False imprisonment – obstruction of a public road


Bird, B, wished to cross a section of a public road which was closed off due to a boat race. Two policemen, D, prevented B from passing in the direction he wished to go, but was allowed to go in the only other diction in which he could pass. B refused to go in that direction and stood in the same place. B raised an action against D for false imprisonment.


B claimed that the exclusion from using a section of the public road which prohibited him from moving in one direction, despite all other directions remaining unobstructed, constituted false imprisonment.

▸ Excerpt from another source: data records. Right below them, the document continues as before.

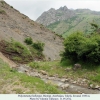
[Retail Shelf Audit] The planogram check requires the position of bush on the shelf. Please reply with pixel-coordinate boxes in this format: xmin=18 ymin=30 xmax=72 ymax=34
xmin=0 ymin=9 xmax=6 ymax=14
xmin=32 ymin=42 xmax=44 ymax=52
xmin=61 ymin=32 xmax=100 ymax=63
xmin=24 ymin=37 xmax=33 ymax=45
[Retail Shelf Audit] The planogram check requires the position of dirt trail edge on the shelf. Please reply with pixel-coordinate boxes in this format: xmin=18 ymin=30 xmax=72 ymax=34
xmin=0 ymin=52 xmax=100 ymax=94
xmin=17 ymin=65 xmax=100 ymax=94
xmin=0 ymin=52 xmax=17 ymax=68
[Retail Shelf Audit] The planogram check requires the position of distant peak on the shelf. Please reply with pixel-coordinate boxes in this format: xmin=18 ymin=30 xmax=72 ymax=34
xmin=49 ymin=8 xmax=55 ymax=11
xmin=59 ymin=6 xmax=68 ymax=11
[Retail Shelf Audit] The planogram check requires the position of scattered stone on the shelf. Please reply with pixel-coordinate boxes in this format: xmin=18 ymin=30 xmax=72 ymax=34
xmin=90 ymin=84 xmax=95 ymax=89
xmin=72 ymin=81 xmax=77 ymax=84
xmin=65 ymin=68 xmax=72 ymax=72
xmin=95 ymin=85 xmax=100 ymax=89
xmin=40 ymin=70 xmax=47 ymax=75
xmin=61 ymin=84 xmax=69 ymax=90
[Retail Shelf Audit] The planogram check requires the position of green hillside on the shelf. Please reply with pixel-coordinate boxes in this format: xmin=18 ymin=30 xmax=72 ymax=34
xmin=47 ymin=9 xmax=100 ymax=37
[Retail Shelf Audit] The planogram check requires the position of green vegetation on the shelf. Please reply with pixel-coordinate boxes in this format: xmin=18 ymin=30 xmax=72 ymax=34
xmin=0 ymin=9 xmax=6 ymax=14
xmin=0 ymin=59 xmax=64 ymax=94
xmin=24 ymin=37 xmax=33 ymax=45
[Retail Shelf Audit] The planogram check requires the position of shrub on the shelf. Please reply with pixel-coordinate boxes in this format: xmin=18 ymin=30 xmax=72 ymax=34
xmin=24 ymin=37 xmax=33 ymax=45
xmin=0 ymin=9 xmax=6 ymax=14
xmin=61 ymin=32 xmax=100 ymax=63
xmin=29 ymin=62 xmax=40 ymax=68
xmin=32 ymin=42 xmax=44 ymax=52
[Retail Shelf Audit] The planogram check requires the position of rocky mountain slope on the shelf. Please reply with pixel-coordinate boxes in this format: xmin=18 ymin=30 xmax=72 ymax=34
xmin=36 ymin=6 xmax=100 ymax=36
xmin=36 ymin=6 xmax=75 ymax=26
xmin=0 ymin=1 xmax=63 ymax=60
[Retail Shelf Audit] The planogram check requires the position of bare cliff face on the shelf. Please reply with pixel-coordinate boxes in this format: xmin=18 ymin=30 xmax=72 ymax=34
xmin=0 ymin=1 xmax=63 ymax=60
xmin=36 ymin=6 xmax=75 ymax=26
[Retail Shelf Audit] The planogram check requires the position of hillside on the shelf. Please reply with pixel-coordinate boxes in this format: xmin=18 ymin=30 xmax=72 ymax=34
xmin=36 ymin=6 xmax=100 ymax=37
xmin=0 ymin=1 xmax=62 ymax=60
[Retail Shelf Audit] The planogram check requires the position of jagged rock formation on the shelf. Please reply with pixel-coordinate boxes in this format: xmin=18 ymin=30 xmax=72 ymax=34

Partial obstruction and disturbance does not constitute imprisonment. Coleridge J. stated at paragraph 744 of his judgement that:

“a prison may have its boundary large or narrow, visible and tangible, or, though real, still in the conception only; it may itself be moveable or fixed: but a boundary it must have; and that boundary the party imprisoned must be prevented from passing; he must be prevented from leaving that place, within the ambit of which the party imprisoning would confine him, except by prison-breach.”

A prison must therefore have a boundary. As there was still one direction which B could take, he could not be said to have been imprisoned as he was not confined and prevented from passing or leaving that place. B was at liberty to move off in another direction and no restraint or actual force was used against him.